タルコフスキーの戦争と人間への視線おすすめ度
★★★★☆
タルコフスキーの作品の中では、未熟であり、不満の残る作品である。特に、主人公のイワン少年の性格が類型的である事が、私には不満である。しかし、それでも、タルコフスキーの作品である。破壊された教会とその背後から射す太陽の逆光、狐の嫁入りの様な美しい夕立ち、イワン少年が向かふ暗い水の水面など、はっとさせられる、神の啓示の様な、美しい場面が、随所に在る。戦争を描きながら、自然と人間を、絵の様に描くタルコフスキーの視線は、後の『アンドレイ・ルブリョフ』や『鏡』を十分予感させる物である。又、タルコフスキーは、日本映画、特に黒澤明と溝口健二に傾倒して居たとの事だが、日本映画の影響が随所に見られる点でも、興味深い箇所が多々有る事は指摘しておきたい。
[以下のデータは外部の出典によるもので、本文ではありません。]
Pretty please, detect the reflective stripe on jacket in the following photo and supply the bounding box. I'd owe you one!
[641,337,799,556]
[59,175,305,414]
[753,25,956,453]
−−ベルリンにおけるソ連軍のベルリン市民への残虐行為を描いて居ない事は仕方の無い事である。そうした現代史の解釈についてはあえて論じない。−−戦争は、悲惨である。
(西岡昌紀・内科医/東京大空襲から61年目の日に)
色褪せることなくおすすめ度
★★★★☆
難解な作品を撮るという印象が強い
タルコフスキー監督の作品の中では
分かりやすく観やすい作品。
戦争という大きな渦に巻き込まれ
妙に大人びてしまった少年と
彼を取り巻く軍人たちの悲しみ。
平和な時代に子供として過ごせたことに
改めて感謝をしたい気持ちになる。
「古い映画は名作と言われててもちょっと退屈」と
思っている方でも退屈せずに観れる佳作。
後に巨匠になるタルコフスキーの力量の片鱗を
映像から感じずにはいられないだろう。